Then a family crisis ensues: Beverly disappears and the rest of his family, including his three grown daughters and their respective spouses, kids and significant others, converge on the old homestead. The walls of that house — and of the theater, as well — begin to tremble.
This is an overstuffed sofa of a play (three and a half hours, with two intermissions), rich with verbal pyrotechnics and ambition. Playwright Letts uses the familiar set-up of shambolic family gathering as a pretext for an exploration of the millennial American condition that, for scope and intensity, has a heft resembling Greek tragedy. But Letts’ dramatic architecture is cunning. Although his set-up seems familiar, the characters he uses to enact this behavioral mash-up are all slightly off-beat; they’re, for the most part, smart people who are just self-aware enough to really get themselves into trouble.

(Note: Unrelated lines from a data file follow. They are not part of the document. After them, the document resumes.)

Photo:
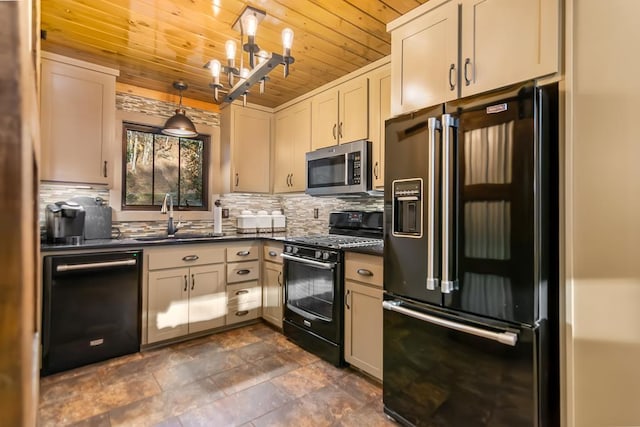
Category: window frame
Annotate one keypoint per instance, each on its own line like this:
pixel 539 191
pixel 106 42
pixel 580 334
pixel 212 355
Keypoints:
pixel 206 151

Director Bryan Fonseca has assembled a large and, to an actor, brilliant cast, a locally-grown all-star team, including Charles Goad, Matthew Roland, Diane Timmerman, Bill Simmons and Gayle Steigerwald. There isn’t space here, unfortunately, to address them all, but Diane Kondrat, as the elder sister Barbara who becomes the inadvertent axle for her unhappily spinning family, is, by turns, hilarious, unforgiving, broken-hearted and volcanic. This is a tour de force performance by an actor with soul-stirring range. Through March 11 at Phoenix Theatre.